According to her, on average, adult women started to feel 3.3 years younger and retired women 7.2 years younger; adult men – 6.8 years younger and retired men – 4.7 years younger.
The relative biological ageing index (the ratio of biological age to expected biological age) assesses a person's biological age compared to their statistical age limit using health indicators. The researchers used indicators of various organ systems to measure each subject's biological age: blood pressure, deep inspiration breath-hold, static balancing on one leg with eyes closed, body weight, and subjective assessment of diseases.
“It's an interesting fact that in the group of pensioners with chronic diseases the biological age has not changed, while in groups of working adults the biological age increased by more than one year, which would be expected in normal ageing conditions,” Berezina noted.
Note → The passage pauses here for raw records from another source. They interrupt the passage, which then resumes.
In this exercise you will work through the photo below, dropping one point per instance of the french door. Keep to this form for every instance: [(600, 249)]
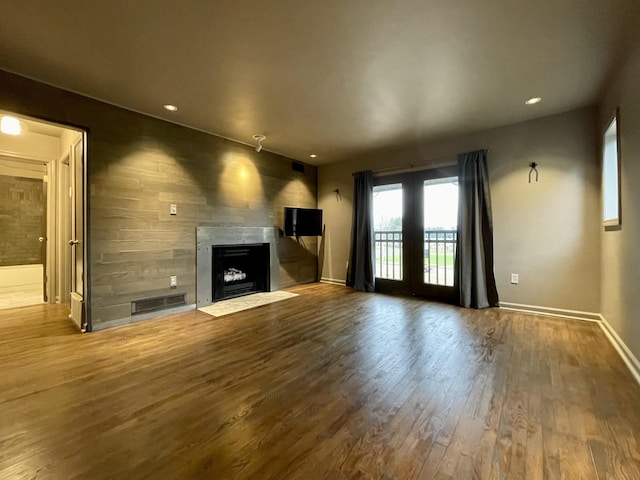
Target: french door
[(415, 232)]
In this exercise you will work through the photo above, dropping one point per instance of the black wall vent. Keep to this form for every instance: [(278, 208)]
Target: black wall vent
[(158, 303)]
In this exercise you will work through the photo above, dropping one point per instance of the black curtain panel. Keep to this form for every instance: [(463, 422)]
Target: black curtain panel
[(474, 276), (360, 271)]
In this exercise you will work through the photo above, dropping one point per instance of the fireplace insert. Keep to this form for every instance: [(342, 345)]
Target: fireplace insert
[(239, 270)]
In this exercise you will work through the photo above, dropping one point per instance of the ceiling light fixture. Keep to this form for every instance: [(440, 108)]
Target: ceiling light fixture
[(10, 126), (259, 138)]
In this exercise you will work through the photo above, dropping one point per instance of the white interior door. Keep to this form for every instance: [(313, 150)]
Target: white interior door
[(76, 241)]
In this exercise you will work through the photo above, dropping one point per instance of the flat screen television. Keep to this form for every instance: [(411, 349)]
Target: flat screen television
[(301, 222)]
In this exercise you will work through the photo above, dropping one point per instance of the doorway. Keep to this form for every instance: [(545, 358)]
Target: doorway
[(56, 154), (415, 232)]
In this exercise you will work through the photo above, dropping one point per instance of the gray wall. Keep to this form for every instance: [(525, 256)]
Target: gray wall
[(621, 249), (547, 232), (137, 167), (21, 220)]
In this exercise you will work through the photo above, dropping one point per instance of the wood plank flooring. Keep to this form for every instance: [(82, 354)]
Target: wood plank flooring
[(332, 384)]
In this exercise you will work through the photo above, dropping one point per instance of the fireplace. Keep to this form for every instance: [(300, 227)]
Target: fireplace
[(209, 238), (239, 270)]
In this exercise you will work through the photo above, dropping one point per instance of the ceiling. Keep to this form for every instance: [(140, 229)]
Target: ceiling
[(334, 78)]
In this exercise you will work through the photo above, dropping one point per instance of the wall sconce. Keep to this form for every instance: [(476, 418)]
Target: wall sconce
[(259, 138)]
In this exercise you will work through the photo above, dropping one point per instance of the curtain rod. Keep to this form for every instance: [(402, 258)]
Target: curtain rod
[(439, 162)]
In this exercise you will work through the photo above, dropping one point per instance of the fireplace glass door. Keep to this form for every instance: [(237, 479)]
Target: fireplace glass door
[(240, 270)]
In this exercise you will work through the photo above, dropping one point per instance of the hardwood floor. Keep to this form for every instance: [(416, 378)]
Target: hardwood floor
[(331, 384)]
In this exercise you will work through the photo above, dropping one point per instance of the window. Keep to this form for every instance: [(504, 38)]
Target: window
[(387, 226), (611, 175)]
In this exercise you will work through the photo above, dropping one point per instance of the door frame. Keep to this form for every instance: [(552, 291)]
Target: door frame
[(412, 282)]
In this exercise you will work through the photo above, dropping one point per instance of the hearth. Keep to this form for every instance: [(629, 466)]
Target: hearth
[(239, 270)]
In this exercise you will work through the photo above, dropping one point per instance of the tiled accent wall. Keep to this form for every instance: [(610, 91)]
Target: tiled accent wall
[(21, 220), (139, 166)]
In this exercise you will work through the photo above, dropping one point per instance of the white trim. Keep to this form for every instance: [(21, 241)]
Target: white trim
[(333, 281), (630, 360), (118, 322), (552, 312)]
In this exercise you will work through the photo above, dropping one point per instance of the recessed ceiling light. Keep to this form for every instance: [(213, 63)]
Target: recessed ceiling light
[(10, 126)]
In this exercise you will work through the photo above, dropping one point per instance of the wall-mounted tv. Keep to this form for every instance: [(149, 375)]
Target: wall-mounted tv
[(301, 222)]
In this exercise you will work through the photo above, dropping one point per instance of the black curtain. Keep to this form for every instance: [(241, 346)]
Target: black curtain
[(474, 277), (360, 271)]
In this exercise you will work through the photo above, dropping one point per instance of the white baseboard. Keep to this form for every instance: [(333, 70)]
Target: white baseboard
[(553, 312), (333, 281), (627, 355), (630, 360), (118, 322)]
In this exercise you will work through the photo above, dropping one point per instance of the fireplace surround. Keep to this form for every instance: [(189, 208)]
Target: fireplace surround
[(209, 237)]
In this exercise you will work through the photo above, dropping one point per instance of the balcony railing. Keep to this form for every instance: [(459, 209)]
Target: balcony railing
[(439, 253), (439, 256), (388, 254)]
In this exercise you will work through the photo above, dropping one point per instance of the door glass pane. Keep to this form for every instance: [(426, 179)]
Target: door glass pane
[(387, 231), (440, 230)]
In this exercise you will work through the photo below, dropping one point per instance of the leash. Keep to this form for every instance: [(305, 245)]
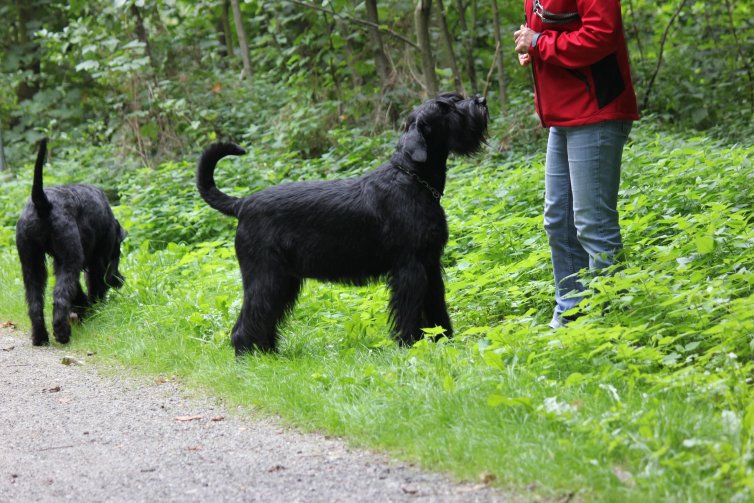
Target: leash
[(435, 193), (548, 17)]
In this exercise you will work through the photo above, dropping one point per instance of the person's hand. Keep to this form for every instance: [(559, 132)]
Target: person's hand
[(523, 38)]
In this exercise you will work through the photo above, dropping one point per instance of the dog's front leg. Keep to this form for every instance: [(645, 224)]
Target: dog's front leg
[(408, 283), (435, 310), (35, 281)]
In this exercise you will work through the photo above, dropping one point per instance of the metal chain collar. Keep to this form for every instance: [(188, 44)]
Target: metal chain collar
[(435, 193)]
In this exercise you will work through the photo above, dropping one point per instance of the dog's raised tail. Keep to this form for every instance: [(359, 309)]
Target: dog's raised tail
[(38, 196), (205, 178)]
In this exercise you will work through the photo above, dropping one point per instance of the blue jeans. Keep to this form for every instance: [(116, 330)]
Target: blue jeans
[(582, 175)]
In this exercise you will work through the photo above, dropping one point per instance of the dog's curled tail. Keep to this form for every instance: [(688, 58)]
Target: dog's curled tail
[(205, 178), (38, 196)]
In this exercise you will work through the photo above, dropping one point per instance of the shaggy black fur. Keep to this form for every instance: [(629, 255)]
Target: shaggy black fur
[(388, 222), (75, 225)]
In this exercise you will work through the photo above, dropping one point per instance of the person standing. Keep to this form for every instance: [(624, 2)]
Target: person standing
[(583, 93)]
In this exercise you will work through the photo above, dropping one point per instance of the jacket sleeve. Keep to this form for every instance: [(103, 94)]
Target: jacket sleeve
[(596, 38)]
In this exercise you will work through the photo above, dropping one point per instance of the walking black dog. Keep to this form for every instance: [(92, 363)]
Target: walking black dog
[(388, 222), (75, 225)]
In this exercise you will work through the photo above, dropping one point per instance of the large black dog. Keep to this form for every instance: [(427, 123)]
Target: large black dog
[(75, 225), (388, 222)]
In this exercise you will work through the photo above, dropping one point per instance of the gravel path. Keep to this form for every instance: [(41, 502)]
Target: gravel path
[(69, 433)]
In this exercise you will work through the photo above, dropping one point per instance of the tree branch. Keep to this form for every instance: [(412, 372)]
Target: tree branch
[(357, 21)]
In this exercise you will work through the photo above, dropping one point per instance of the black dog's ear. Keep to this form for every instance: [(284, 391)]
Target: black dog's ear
[(415, 145)]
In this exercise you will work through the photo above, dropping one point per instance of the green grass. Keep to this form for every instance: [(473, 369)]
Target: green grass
[(647, 396)]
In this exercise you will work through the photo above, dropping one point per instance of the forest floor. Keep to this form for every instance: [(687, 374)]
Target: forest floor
[(73, 430)]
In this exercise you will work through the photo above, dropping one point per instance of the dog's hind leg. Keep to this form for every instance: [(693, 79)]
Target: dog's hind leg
[(435, 310), (408, 284), (35, 281), (95, 280), (69, 261), (268, 297)]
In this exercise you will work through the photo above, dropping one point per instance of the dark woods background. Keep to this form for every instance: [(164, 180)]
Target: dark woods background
[(159, 79)]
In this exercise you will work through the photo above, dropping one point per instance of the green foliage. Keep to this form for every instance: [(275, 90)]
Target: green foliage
[(647, 395)]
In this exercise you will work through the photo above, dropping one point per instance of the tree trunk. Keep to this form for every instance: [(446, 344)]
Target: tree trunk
[(448, 40), (422, 15), (3, 163), (648, 92), (141, 34), (226, 36), (242, 41), (29, 86), (378, 48), (468, 46), (499, 58)]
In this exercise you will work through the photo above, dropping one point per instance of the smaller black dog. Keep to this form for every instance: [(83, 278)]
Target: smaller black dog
[(386, 223), (76, 227)]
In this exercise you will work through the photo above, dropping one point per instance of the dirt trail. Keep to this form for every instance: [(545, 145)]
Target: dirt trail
[(68, 432)]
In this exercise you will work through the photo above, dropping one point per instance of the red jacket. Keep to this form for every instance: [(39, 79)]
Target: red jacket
[(580, 62)]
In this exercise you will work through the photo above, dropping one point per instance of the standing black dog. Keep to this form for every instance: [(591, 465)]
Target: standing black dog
[(75, 225), (388, 222)]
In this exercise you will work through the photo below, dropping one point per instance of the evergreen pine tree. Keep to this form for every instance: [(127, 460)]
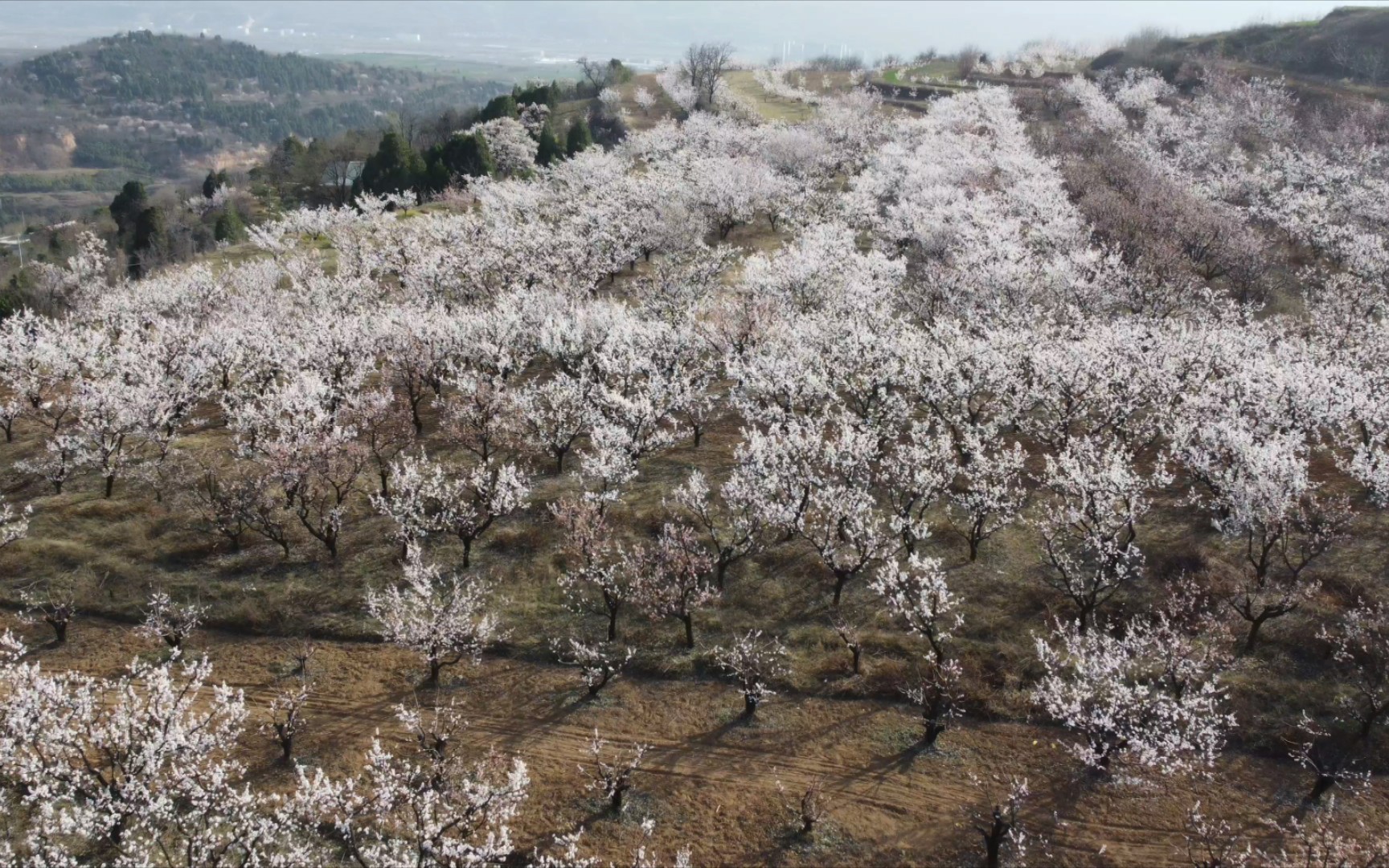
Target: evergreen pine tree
[(580, 137), (549, 150)]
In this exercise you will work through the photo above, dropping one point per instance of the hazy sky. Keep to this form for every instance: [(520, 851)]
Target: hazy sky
[(524, 31)]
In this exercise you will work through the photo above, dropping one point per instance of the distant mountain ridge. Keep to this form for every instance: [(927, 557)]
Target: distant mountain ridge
[(1349, 43), (154, 102)]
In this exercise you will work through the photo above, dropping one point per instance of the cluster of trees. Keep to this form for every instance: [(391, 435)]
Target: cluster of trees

The influence of quarantine on the indicators of somatic health, according to the scientists, was varied. The bodyweight of women did change during quarantine, while the self-assessment of health among men and women of all groups remained at the same level as well. Some health indicators even improved during quarantine: blood pressure and pulse rate indicators of working adult women and pensioners with chronic diseases normalised in many cases; systolic blood pressure (artery pressure at the moment of heartbeat) of men also returned to normal levels in several subjects.
"Quarantine has had a strong negative impact on the physical development of individuals. People started to do less sport or even stopped doing it and, in general, began to move less. That is why the physical condition of the body became poor. The duration of static balancing (person's ability to stand on one leg with eyes closed) decreased in all groups," Berezina said.
The researchers noted that the duration of static balancing decreased in working adult women – by 26 per ent, in non-working pensioners-chronicles – by 13 percent. The figures also decreased for working adult men – by 37 percent. Expiratory breath-hold duration also decreased in non-working pensioners with chronic diseases by 4 percent.
The study was carried out with the financial support of the Russian Science Foundation, project No. 19-18-00058.